The Big Sur coastline is arguably one of the prettiest stretches of coastline in the United States. Jagged rocks, turquoise blue water, and towering cliffs. There’s so much to see in this area and that’s just the natural beauty…when you factor in this area has some of the most well preserved Spanish missions as well the amount of photography options is overwhelming.
Phil and I met a group of 11 eager photographers outside of Carmel for a fun day of photography education in one of the best areas in the state! After a brief orientation we set off for the nearby Carmel Mission. This historic mission is one of my favorite places for photography. There are so many small details here that make for great shots, and the flowers here thrive, and are changing constantly. There are always new flowers blooming every month.
Phil and I went over a lot of the basics of photography once we arrived. This included Aperture, shutter speed, and ISO and how the 3 relate, and also how to develop a system so that newer photographers can follow a routine to make sure they are understanding how to proceed with manually setting up their exposures.

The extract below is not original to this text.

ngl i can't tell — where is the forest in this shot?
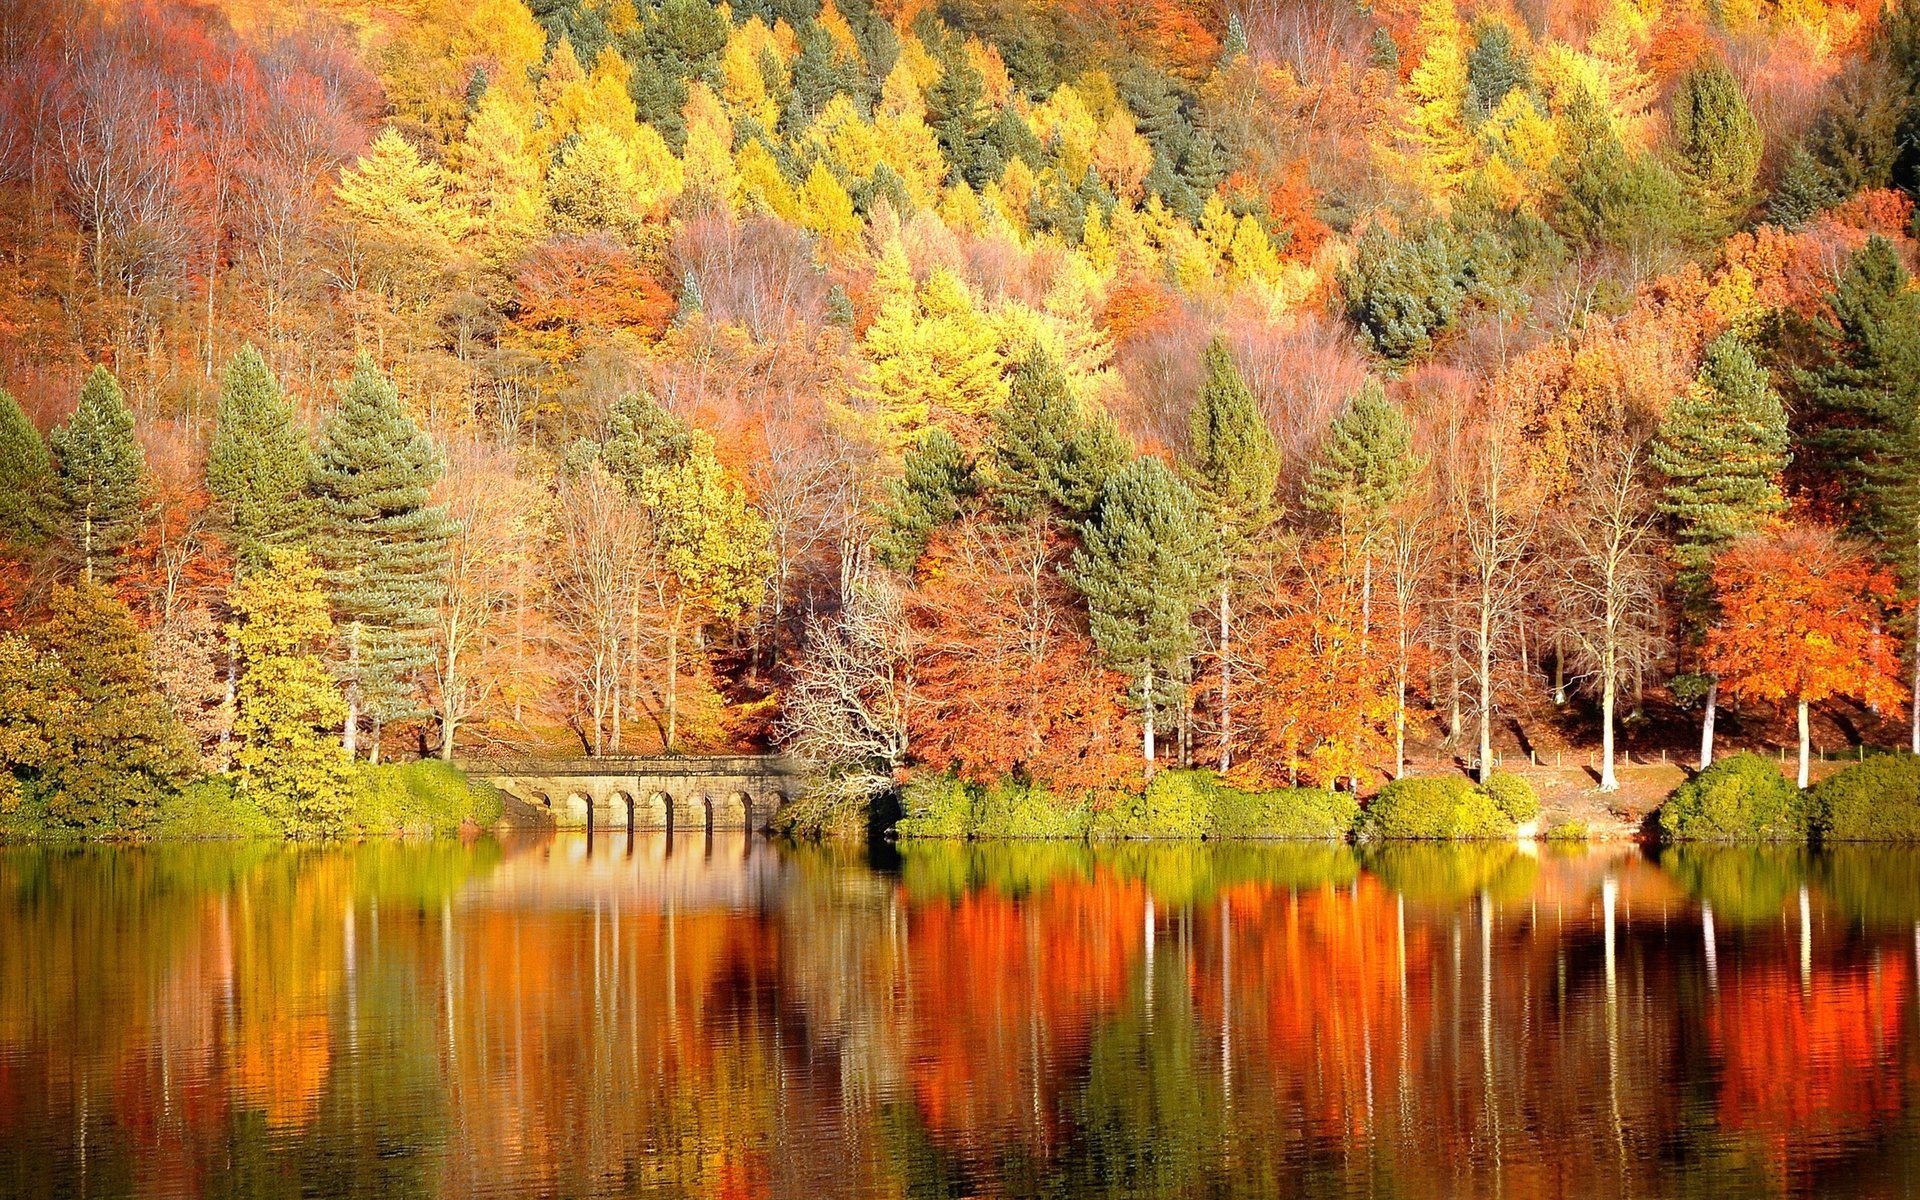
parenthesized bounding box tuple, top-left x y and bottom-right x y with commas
(0, 0, 1918, 837)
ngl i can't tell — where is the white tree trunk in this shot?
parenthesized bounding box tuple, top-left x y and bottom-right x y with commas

Aperture---Shutter Speed----ISO if necessary is the routine.
Repetition of shape, complimentary colors, contrast, big scenes, little scenes, the fort has it all. 2 hours doesn’t seem like nearly enough time! It flew by! Once everyone was back in the van we loaded up and set off south for a stop at the wondrous stone Bixby Bridge. This iconic piece of the highway 1 is a must stop, not only to marvel at the sheer magnitude of the engineering that went into making the bridge, but also photographing the coastline and great cloudy sky we had.
We talked polarizers, composition, and how to implement a grad-filter here as well to help balance out some very tricky, contrasty light. I like to under expose here and really use the light values of the bridge to be my primary focal point in terms of tone…I saw a lot of folks doing similar things here as well.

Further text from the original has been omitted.